Tengo marido. Lo sé porque alguna vez hubo cariño y amor. Recuerdo cómo era amarlo, la forma en que llenaba la casa con su risa, su olor. Pero algo cambió. No fue de golpe. Tal vez por eso aún conservo vivo el enojo de su primera infidelidad. Hubo lágrimas, promesas y gritos; estuve furiosa durante días, pero al final decidí creerle y seguimos juntos. La segunda vez me invadió la tristeza y llegué a pensar que yo tenía la culpa. La tercera vez vino una gran decepción y solo quedaron el desprecio y la indiferencia. Para entonces, él ya no existía para mí.
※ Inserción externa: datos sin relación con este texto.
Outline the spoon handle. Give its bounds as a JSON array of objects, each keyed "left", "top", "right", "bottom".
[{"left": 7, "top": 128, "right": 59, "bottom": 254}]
Su presencia se fue apagando como los colores en un cuadro viejo. Dejé de escuchar su risa. Sus pasos, tan firmes antes, se volvieron imperceptibles. Hasta que un día me sorprendió oír su voz como si llegara desde muy lejos. Sobresaltada, me di cuenta de que estaba ahí, a mi lado, sentado en la cocina y hablándome de algo trivial. Tuve que enfocar la vista para distinguir su figura traslúcida.

Sencillamente, fue dejando de estar. A veces creía verlo en los reflejos de las ventanas. Como esas sombras que uno cree ver por el rabillo del ojo, pero desaparecen al mirarlas de frente, nunca podía estar segura de si en realidad había estado ahí.

Últimamente no sé nada de él, aunque sospecho que ronda la casa. Lo intuyo por pequeñas huellas de su paso: un plato sucio, una silla movida, un olor que podría ser su loción… o esa brisa imperceptible que queda cuando alguien acaba de cruzar la habitación.

Pero, al final, tampoco eso importa ya.